`Fight Club' Hits Hard At `Layoff Society'

----------------------------------------------------------------- "Fight Club" by Chuck Palahniuk Norton, $21 -----------------------------------------------------------------

Portland writer Chuck Palahniuk's first novel is an astonishing debut that effectively shatters any hungover 1980s delusions about the ease and comfort of corporate lifestyles. Rather, "Fight Club" is a dark, unsettling and nerve-chafing satire of white-collar society set in an uncomfortably near future.

With deadly seriousness, the novel insists on the possibility of an anarchic national nightmare. This upheaval emerges from a repressed and ugly violence that Palahniuk locates in the heart of corporate America.

"Fight Club" begins atop the tallest building in the world, with one character holding a gun barrel down the throat of the narrator, an ex-junior executive, as the skyscraper is about to be bombed into oblivion by terrorists.

In flashback, we learn how this unnamed narrator wound up in such a situation. Once a highly successful young executive, he walked away from that life after the mysterious bombing of his own luxury apartment. He met and found refuge with one Tyler Durden, a mysterious film projectionist who secretly splices a pornographic image into every movie he shows.

Durden agreed to take in the narrator, but only under one condition: "I want you to hit me as hard as you can." Fight Club was born.

Fight Club has rules. First, no one talks about it. Second, no one talks about it. Participants must strip off shoes and shirts; only pairs of men may fight. This weekly event takes hold of the nation's upwardly mobile executives; rising company men show up at staff meetings with black eyes and wired jaws, explaining they fell down.

Soon, because of Fight Club, something more than a subculture develops across the country. Secret perversities are performed on food served in restaurants for the rich, skyscrapers are bombed with homemade explosives, and urban terrorist activities are financed by sales of expensive soap made from the discarded fat of liposuction operations on the wealthy.

If this sounds disturbingly preposterous, it is - as disturbing as mass layoffs, enormous corporate mergers, and industrial disease. Palahniuk's novel is an investigation into the implications of "downsizing," yet his workers downsize their own personal existences into terrifyingly beautiful chaos, similar in many respects to decidedly non-corporate street gangs.
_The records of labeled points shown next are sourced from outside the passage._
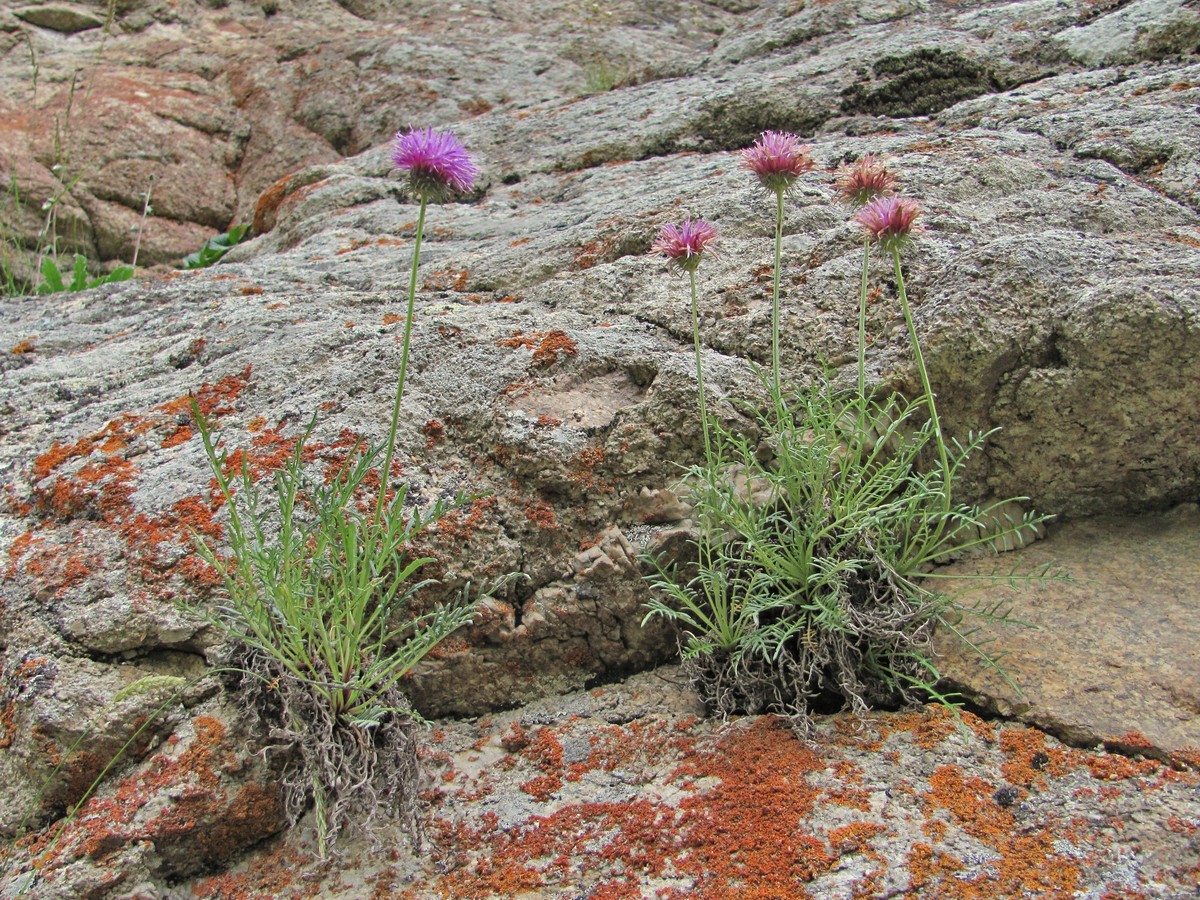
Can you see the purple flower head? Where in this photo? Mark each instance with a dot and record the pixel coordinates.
(778, 159)
(685, 244)
(435, 161)
(889, 221)
(865, 180)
Palahniuk renders the logical extension of a "layoff society" in terse, deadpan prose. The result is an unravelling of the United States into groups of urban nomads who find more sense in violence than in profit.

In its grim insistence on the implications of our corporate ideology, for putting its finger on the pulse of the present and its possible impact on the future, "Fight Club" is on a par with J.G. Ballard's novel "Crash" and Sartre's play "Dirty Hands." But neither Ballard nor Sartre dealt with the possibility of homemade nitroglycerin in the hands of barbaric former executives.

Chuck Palahniuk has presented us with a tightly crafted, unpleasantly feasible prognosis for a future created by greed-inspired layoffs and corporate manipulation. We'd better listen: this is a future we might have to endure.

Greg Burkman is a Seattle writer and critic.